Create a controller to handle post creation and editing functionality.

    import org.springframework.security.core.annotation.AuthenticationPrincipal;
    import org.springframework.stereotype.Controller;
    import org.springframework.ui.Model;
    import org.springframework.web.bind.annotation.*;

    @Controller
    @RequestMapping("/posts")
    public class PostController {

        private final PostRepository postRepository;

        public PostController(PostRepository postRepository) {
            this.postRepository = postRepository;
        }

        @GetMapping("/new")
        public String newPost(Model model) {
            model.addAttribute("post", new Post());
            return "newpost"; // Post creation page
        }

        @PostMapping
        public String createPost(@ModelAttribute Post post, @AuthenticationPrincipal User user) {
            post.setUser(user); // Set the currently logged-in user
            post.setCreatedAt(LocalDateTime.now());
            postRepository.save(post);
            return "redirect:/posts";
        }

        @GetMapping("/{id}/edit")
        public String editPost(@PathVariable Long id, Model model) {
            Post post = postRepository.findById(id).orElseThrow();
            model.addAttribute("post", post);
            return "editpost"; // Post editing page
        }

        @PostMapping("/{id}")
        public String updatePost(@PathVariable Long id, @ModelAttribute Post post) {
            post.setId(id);
            post.setUpdatedAt(LocalDateTime.now());
            postRepository.save(post);
            return "redirect:/posts";
        }
    }
    

3. Implement Post Deletion Functionality

Add a method for deleting posts to the PostController.

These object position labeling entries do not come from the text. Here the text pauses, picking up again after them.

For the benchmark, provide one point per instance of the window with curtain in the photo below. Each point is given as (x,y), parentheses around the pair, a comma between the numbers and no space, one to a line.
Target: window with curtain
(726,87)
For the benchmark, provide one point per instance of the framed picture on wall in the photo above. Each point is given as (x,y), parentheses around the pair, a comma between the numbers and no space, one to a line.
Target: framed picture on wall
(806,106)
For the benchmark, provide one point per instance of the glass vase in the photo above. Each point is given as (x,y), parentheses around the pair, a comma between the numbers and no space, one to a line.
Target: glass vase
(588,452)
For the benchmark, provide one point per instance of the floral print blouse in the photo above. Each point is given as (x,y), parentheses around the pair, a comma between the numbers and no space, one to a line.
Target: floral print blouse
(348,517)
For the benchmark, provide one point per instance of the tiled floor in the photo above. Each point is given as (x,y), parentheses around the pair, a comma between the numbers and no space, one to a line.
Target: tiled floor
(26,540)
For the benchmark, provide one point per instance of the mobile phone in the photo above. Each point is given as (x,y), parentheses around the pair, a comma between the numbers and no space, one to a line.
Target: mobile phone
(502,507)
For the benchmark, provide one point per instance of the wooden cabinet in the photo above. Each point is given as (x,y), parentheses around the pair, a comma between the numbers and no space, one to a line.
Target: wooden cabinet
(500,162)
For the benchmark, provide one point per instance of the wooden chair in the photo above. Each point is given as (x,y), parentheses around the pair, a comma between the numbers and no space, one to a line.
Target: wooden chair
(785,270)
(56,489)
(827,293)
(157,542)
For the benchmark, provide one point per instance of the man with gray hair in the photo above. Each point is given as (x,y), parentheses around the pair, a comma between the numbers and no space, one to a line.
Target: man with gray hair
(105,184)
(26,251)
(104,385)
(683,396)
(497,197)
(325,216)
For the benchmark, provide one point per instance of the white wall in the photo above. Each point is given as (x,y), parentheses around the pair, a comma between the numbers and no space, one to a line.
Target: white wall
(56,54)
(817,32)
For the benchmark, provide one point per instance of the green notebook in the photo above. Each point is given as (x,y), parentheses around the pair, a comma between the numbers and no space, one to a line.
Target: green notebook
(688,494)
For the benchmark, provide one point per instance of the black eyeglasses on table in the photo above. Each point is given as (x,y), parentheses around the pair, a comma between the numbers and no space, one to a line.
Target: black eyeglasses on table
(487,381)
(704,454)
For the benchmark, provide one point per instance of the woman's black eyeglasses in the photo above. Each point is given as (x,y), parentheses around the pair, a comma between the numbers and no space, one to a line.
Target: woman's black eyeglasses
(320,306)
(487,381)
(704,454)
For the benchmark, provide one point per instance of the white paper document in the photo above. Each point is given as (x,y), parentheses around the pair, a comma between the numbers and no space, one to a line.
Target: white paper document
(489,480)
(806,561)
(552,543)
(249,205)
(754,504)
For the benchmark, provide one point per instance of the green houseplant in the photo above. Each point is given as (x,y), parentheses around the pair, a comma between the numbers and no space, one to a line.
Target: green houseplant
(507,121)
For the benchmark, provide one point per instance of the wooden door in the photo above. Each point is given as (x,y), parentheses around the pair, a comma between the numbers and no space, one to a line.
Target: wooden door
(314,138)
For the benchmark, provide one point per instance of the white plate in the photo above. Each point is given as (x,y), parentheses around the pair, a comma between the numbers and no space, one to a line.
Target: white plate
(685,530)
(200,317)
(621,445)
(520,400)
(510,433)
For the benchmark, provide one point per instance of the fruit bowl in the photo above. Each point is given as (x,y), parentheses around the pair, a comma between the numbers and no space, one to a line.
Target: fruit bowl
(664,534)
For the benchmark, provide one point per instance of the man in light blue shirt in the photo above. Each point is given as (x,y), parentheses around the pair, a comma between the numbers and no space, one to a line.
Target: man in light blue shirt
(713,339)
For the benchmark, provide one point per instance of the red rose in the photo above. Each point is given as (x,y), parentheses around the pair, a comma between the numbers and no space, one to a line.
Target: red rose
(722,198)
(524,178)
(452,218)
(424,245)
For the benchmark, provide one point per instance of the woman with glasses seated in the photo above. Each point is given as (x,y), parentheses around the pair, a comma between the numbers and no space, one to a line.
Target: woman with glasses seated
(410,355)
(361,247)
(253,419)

    @DeleteMapping("/{id}")
    public String deletePost(@PathVariable Long id) {
        postRepository.deleteById(id);
        return "redirect:/posts";
    }
    

Adding Author Confirmation Logic

Finally, we add author confirmation logic to ensure that users can only edit or delete their own posts. To do this, we will add logic that compares the logged-in user’s information with the author of the post.

    @PostMapping("/{id}/edit")
    public String editPost(@PathVariable Long id, @AuthenticationPrincipal User user) {
        Post post = postRepository.findById(id).orElseThrow();
        if (!post.getUser().equals(user)) {
            throw new AccessDeniedException("You cannot edit this post."); // Access denied exception
        }
        return "editpost"; // Move to edit page
    }

    @DeleteMapping("/{id}")
    public String deletePost(@PathVariable Long id, @AuthenticationPrincipal User user) {
        Post post = postRepository.findById(id).orElseThrow();
        if (!post.getUser().equals(user)) {
            throw new AccessDeniedException("You cannot delete this post."); // Access denied exception
        }
        postRepository.deleteById(id);
        return "redirect:/posts";
    }
    

Conclusion

In this tutorial, we learned how to implement OAuth2-based login and logout functionality using Spring Boot, and how to add features for creating, editing, and deleting posts. Additionally, we established safeguards to ensure that users can only edit or delete their own posts through author confirmation logic. Through this process, we became acquainted with the basic usage of Spring Boot and OAuth2, gaining foundational knowledge necessary for actual application development.

We hope to continue learning about various features using Spring Boot and improve our skills further. Wishing you the best of luck on your development journey!